Scientists boost lifespan of mice by deleting defective cells
The ageing population is one of the greatest challenges facing society. More people are surviving to old age than ever before, but we currently lack the means to keep them healthy and independent. If a treatment existed to reduce sickness and death from ageing by 20% then between now and 2050, the US alone would save US$4 trillion on healthcare costs – enough money to give everyone on Earth clean drinking water for the next three decades.
However a landmark new study, published in Nature, raises hopes that such a treatment will be possible. The researchers managed to increase the lifespan of mice by an impressive 25% by deleting "senescent" cells, dysfunctional cells which build up as we age and cause damage to tissue. Crucially, the mice lived longer because they were healthier.
Ageing versus disease
Unless you are exceptionally thoughtful, unusually well informed or a bio-gerontologist (a specialist in the biology of ageing), everything you think you know about the relationship between the ageing process and diseases such as cancer or atherosclerosis is probably wrong.
We have always known that those around us will grow old, get sick and die. But few of us have stopped to think about how this actually happens. What is the relationship between "natural changes" like wrinkles and "diseases" that can actually kill us?
Greek doctor and philosopher Aelius Galen (c. 121-169 AD) set the conceptual framework for our understanding of ageing. He defined disease as an abnormal function. Since ageing is universal it cannot, he reasoned, be a disease by definition. Although there were later variations on this argument, they lead to the same conclusion. If ageing takes place in everyone and disease occurs in only a part of the population then disease and ageing are not synonymous. The former should be cured and the latter endured, or perhaps celebrated, went the conventional wisdom.
But the people making these arguments had no meaningful idea of the mechanisms that cause either ageing or disease. It wasn't until the 1980s that researchers started to really understand the biology of ageing. One hypothesis that emerged is that the accumulation of "senescent" cells may be a driving force of ageing.
Senescent cells are formed within the cell populations that divide during life. However, this division is limited as an anti-cancer mechanism and so after a variable degree of replication, cells stop dividing and enter the senescent state.
Once senescent these cells produce a range of inflammatory molecules and undergo other changes which damage tissue. These changes alert the immune system to their presence allowing it to remove them. Unfortunately as the immune system itself ages this capacity declines and the number of senescent cells in tissue increases, leading to ageing.
Evidence at last?
A pretty story, but most of the underpinning research was generated in the abnormal environment of the tissue culture dish. For this reason many researchers were sceptical, asking for the real proof.
And the new study provides just that. The researchers genetically engineered mice so that their senescent cells could undergo programmed cell death if treated with a small molecule. The results of deleting senescent cells in this manner are impressive. Median lifespan increased by about 25%. This is a similar effect to that of two laboratory interventions already known to extend healthy lifespan in mice – dietary restriction and supplementation with the drug rapamycin.

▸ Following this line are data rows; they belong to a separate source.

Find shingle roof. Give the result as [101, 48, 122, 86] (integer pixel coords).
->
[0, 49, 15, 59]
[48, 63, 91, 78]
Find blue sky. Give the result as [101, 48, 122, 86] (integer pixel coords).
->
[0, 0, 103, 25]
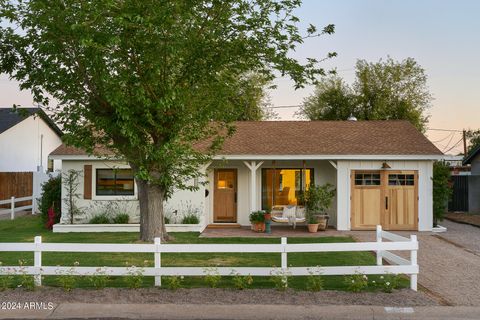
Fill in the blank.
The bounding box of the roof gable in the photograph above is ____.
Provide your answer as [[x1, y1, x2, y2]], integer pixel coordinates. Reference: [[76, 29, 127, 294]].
[[463, 145, 480, 165], [0, 108, 62, 136], [51, 120, 442, 156]]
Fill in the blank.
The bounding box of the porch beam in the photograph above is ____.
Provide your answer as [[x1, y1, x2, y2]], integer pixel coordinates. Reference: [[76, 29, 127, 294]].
[[243, 161, 263, 212]]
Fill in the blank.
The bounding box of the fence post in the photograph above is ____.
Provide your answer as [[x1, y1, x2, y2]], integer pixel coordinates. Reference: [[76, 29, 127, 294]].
[[154, 238, 162, 287], [281, 237, 287, 271], [10, 197, 15, 220], [410, 235, 418, 291], [33, 236, 42, 286], [376, 225, 382, 266]]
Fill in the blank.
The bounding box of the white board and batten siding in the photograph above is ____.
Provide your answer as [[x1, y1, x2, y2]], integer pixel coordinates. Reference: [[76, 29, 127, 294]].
[[337, 160, 433, 231]]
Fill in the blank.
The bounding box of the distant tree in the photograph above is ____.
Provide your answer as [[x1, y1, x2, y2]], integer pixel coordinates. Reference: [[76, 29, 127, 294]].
[[300, 57, 432, 132], [297, 75, 356, 120], [0, 0, 334, 241], [232, 74, 277, 121], [466, 129, 480, 153]]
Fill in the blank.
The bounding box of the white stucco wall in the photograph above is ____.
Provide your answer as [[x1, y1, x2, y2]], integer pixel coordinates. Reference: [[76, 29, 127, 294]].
[[61, 160, 205, 224], [0, 116, 62, 172], [337, 160, 433, 231], [207, 160, 337, 226]]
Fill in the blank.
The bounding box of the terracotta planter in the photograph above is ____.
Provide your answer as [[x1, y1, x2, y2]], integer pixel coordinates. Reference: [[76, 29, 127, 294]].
[[252, 222, 265, 232], [316, 214, 329, 231], [308, 223, 318, 233]]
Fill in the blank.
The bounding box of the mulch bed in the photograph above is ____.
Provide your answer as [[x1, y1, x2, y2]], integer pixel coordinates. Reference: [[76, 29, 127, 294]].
[[445, 212, 480, 228], [0, 287, 439, 307]]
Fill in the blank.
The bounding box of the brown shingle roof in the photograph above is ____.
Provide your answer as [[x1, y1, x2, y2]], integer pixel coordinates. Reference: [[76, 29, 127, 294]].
[[48, 120, 442, 155]]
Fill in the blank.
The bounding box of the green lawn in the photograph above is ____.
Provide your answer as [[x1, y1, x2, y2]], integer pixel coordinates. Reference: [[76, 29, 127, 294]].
[[0, 216, 407, 290]]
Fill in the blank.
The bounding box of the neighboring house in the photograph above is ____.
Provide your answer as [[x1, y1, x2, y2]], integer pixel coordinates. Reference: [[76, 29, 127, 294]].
[[463, 146, 480, 213], [0, 108, 62, 172], [50, 121, 443, 231]]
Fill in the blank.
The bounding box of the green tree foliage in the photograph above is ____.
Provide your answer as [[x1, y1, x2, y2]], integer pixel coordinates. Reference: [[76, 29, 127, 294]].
[[466, 130, 480, 153], [233, 74, 277, 121], [300, 57, 432, 132], [432, 161, 452, 226], [0, 0, 335, 241], [300, 75, 356, 120]]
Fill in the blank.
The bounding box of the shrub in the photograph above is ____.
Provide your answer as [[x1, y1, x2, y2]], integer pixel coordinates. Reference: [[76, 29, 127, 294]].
[[203, 268, 222, 288], [432, 161, 452, 226], [232, 271, 253, 290], [88, 213, 111, 224], [378, 274, 402, 293], [38, 175, 62, 223], [344, 273, 368, 292], [307, 268, 323, 291], [88, 268, 108, 289], [164, 276, 183, 290], [112, 213, 130, 224], [270, 269, 291, 291], [182, 212, 200, 224]]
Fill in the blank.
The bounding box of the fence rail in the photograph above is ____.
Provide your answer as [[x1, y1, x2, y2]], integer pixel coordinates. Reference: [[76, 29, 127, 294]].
[[0, 195, 35, 220], [0, 226, 419, 291]]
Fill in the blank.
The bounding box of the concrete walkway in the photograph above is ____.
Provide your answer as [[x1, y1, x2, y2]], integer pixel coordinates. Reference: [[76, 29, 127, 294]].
[[0, 303, 480, 320]]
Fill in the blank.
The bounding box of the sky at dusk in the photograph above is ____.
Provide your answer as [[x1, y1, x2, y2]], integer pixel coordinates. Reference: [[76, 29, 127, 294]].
[[0, 0, 480, 153]]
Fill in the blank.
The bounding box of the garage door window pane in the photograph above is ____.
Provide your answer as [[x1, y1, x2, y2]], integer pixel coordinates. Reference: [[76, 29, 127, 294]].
[[355, 173, 380, 186], [388, 174, 415, 186]]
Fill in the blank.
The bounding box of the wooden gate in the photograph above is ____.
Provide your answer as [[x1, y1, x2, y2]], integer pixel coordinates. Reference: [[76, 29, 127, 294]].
[[351, 171, 418, 230], [0, 172, 33, 208]]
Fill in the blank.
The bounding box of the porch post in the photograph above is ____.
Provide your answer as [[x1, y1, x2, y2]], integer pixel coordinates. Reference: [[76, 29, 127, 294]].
[[243, 161, 263, 212]]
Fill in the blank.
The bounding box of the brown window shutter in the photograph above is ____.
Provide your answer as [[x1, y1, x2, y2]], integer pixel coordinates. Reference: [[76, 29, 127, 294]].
[[83, 164, 92, 199]]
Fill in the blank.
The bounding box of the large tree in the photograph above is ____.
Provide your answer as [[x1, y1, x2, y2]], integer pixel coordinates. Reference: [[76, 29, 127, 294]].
[[300, 57, 432, 131], [0, 0, 333, 241], [233, 74, 277, 121], [465, 129, 480, 154]]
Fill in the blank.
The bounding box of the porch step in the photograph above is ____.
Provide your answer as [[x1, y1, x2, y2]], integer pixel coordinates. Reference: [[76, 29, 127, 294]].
[[207, 223, 241, 229]]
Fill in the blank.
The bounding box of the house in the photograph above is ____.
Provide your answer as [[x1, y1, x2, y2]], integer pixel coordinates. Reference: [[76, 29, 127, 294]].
[[463, 146, 480, 213], [0, 108, 62, 172], [50, 121, 443, 231]]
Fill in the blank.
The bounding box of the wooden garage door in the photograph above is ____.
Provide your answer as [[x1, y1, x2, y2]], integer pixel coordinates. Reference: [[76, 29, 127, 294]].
[[351, 171, 418, 230], [383, 171, 418, 230]]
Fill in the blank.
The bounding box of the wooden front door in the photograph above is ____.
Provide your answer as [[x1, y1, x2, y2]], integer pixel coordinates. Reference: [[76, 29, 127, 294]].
[[351, 171, 418, 230], [213, 169, 237, 223]]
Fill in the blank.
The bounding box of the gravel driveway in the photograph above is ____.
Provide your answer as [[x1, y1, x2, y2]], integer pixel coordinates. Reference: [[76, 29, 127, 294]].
[[352, 220, 480, 306]]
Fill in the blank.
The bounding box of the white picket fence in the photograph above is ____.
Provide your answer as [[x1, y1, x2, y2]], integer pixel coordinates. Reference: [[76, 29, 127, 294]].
[[0, 226, 419, 291], [0, 196, 36, 220]]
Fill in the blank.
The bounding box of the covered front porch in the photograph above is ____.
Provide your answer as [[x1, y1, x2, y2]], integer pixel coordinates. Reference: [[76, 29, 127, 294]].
[[205, 158, 337, 229]]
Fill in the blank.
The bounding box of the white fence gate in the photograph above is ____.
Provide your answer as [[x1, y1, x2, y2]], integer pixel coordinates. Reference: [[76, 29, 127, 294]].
[[0, 226, 419, 291]]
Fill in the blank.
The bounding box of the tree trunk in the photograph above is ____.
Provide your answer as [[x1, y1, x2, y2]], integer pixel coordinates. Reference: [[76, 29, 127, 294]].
[[138, 181, 168, 241]]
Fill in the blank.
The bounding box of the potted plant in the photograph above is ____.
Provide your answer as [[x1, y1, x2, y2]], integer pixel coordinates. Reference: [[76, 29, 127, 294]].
[[302, 183, 335, 232], [307, 215, 318, 232], [250, 211, 265, 232], [263, 208, 272, 221]]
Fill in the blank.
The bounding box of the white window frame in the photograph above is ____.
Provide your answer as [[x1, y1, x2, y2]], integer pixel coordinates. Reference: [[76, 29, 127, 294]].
[[92, 163, 138, 201]]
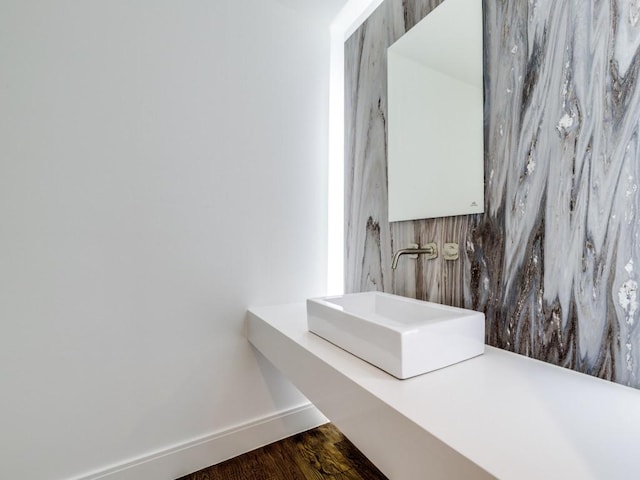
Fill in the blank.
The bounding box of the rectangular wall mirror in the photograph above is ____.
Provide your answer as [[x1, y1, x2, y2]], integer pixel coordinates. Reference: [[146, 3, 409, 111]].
[[387, 0, 484, 222]]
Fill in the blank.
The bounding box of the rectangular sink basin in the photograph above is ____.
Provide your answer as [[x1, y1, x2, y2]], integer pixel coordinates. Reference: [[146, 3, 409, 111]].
[[307, 292, 484, 379]]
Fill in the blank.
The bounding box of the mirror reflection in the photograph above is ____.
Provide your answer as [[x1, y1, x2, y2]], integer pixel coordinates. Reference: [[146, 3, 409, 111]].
[[387, 0, 484, 221]]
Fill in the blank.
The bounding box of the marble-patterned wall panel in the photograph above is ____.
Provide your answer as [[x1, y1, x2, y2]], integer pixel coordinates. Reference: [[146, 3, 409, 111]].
[[345, 0, 640, 387]]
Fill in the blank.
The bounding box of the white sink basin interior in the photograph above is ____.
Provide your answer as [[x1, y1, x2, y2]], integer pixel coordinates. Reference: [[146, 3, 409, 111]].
[[307, 292, 484, 379]]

The animals showed reduced deterioration of several organ systems and delayed development of cancers – without side-effects. The authors of the paper were rightly both excited and modest in pointing out the prospect that deleting senescent cells could eventually extend healthy human lifespan.
There are two ways to achieve this and groups are already working on both. The first of these is to identify drugs which kill senescent cells, and the second is to develop drugs which block their effects. Both have promise but perhaps a combination of the two has the most promise of all. However, the road to the clinic can be long. Although tamoxifen is now almost a household name as a breast cancer treatment, it was first synthesised in 1962 but not shown to be beneficial until 1972.
Perhaps most importantly, work on senescent cells illustrates that the distinction between ageing and age-related disease, held for so long, is a false dichotomy. Senescent cells in the skin are responsible for wrinkles, a "natural change", and for cardiovascular disease, "an age-related disease".
Instead of "ageing" and "disease" mechanisms, mammals have key health maintenance mechanisms and problems start when these fail. Knowing what they are opens the prospect of broad preventative treatments that will allow us to live well and hopefully to live longer too.